PNSQC is one of the only practitioner software quality conferences in the world that does this.
Academic conferences have had poster sessions for decades. It’s standard practice in academia because researchers understand that knowledge is built incrementally, that half-formed ideas deserve airtime, and that the conversation around a poster is valuable in getting feedback on your ideas.
The practitioner and professional conference world has never followed. I’m not entirely sure why. Maybe because it’s harder to put on a schedule. Maybe because nobody thought their audience wanted it.
We thought our audience wanted it. And we were right.
PNSQC is a nonprofit. We don’t have a commercial agenda shaping the program. Our peer-review process, which makes us the only peer-reviewed software quality conference in the United States, means we’re accountable to the quality of ideas, not how many people go to a sponsor’s booth. That independence is why we built something like poster papers and kept running it even when the numbers were small.
The poster papers enable PNSQC to push and pull content in both directions. Our peer-review process holds technical content to genuine academic scrutiny. That’s a high bar, and it’s intentional. But the same conference that publishes peer-reviewed proceedings also makes room for the experienced practitioner with an idea worth discussing, the student with a capstone project, the emerging speaker who wants to present to a few people before a room of 150, and the researcher with something incomplete but worth putting in front of a real audience. Both exist for the same reason: this community takes ideas seriously, wherever they come from and however complete they are.
The people who tend to find poster papers most useful are not one type. Some are experienced practitioners who did something interesting at work and have a lesson worth sharing, but no appetite for writing a formal paper. Some are explorers with a half-formed idea they want to road-test before committing to it. Some are emerging speakers who want to present to a few people at a time before standing in front of a room of 150. And some are students, with capstone projects or thesis research, or just a question they have been turning over that deserves a real audience. None of those is a lesser contribution. They are just different ones.
This year’s conference theme is Quality in the Age of Autonomy.
I’ve been thinking about what that phrase actually means for a community of people who spend their careers caring about whether software works. AI is changing the shape of work. Automation is handling more of the routine. What matters more now is judgment, interpretation, and the kind of exploratory thinking that doesn’t fit into a test case or a metrics dashboard.

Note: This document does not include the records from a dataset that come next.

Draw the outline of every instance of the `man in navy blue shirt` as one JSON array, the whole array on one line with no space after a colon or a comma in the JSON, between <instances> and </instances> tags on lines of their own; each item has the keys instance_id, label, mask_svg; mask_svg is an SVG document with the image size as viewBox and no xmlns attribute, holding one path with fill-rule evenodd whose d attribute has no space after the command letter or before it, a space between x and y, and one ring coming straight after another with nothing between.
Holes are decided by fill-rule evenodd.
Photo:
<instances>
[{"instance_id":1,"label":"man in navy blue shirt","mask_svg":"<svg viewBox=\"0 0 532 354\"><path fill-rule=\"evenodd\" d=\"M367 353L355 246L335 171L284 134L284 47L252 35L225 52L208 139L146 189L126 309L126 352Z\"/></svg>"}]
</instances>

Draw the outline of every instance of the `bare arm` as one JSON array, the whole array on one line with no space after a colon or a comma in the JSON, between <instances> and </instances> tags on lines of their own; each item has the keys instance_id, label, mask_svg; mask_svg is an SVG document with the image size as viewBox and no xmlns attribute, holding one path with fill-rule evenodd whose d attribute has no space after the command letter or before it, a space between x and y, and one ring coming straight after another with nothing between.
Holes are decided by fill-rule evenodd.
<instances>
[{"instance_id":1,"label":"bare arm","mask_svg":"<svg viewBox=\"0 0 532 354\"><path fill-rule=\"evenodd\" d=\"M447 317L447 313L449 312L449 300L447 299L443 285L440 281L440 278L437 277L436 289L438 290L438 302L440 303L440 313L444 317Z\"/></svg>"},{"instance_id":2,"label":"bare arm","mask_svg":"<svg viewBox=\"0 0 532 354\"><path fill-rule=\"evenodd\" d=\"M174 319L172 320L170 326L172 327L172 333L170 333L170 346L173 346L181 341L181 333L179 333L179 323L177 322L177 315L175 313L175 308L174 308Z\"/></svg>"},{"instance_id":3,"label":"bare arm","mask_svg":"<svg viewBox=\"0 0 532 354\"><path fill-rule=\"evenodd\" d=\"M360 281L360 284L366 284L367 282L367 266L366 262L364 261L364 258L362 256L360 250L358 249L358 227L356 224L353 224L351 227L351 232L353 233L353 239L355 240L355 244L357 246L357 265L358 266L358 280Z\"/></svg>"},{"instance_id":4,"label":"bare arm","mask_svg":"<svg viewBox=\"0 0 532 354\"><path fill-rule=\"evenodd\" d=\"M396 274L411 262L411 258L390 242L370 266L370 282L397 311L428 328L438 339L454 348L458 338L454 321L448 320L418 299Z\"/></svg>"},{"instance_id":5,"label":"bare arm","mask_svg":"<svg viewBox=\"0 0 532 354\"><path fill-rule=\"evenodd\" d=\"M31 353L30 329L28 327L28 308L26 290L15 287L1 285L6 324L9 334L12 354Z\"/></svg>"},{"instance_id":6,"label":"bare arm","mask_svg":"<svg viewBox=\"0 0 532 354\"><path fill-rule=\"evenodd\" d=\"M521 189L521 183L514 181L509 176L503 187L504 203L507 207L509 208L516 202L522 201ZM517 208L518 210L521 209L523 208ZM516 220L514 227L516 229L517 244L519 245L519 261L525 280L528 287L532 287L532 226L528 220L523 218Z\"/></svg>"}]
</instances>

That’s exactly what poster papers are for.
Not the finished result. The thinking in progress. The experiment you ran didn’t go the way you expected. The question you can’t answer yet, but can’t stop asking. The idea you want to put in front of people who will ask hard questions to make it better.
When the tools are getting faster, and the outputs are getting smoother, there’s something worth protecting about the messy human process of figuring things out together. A poster session is one of the few places in professional life where you can show up with something incomplete and have that be exactly the right thing to do.
I’ve watched a lot of poster sessions at PNSQC over the years. Some of the best conversations I’ve had at this conference have happened while standing next to someone’s poster board, a drink in hand, in deep discussion.
One presenter from a few years back told me their poster started as something they weren’t sure was worth sharing. The conversations at the session convinced them it was. The following year, they gave an invited talk based on what they’d learned from those twenty minutes next to an easel.
That’s what this program is for. That’s what this community is for.
I joined PNSQC for a free t-shirt. John Burley is still in my network. Moss is still collecting shirts. And I’m still here, trying to build the kind of conference that pulls people in and gives them a reason to stay.
That starts with making room for everyone who has something worth saying.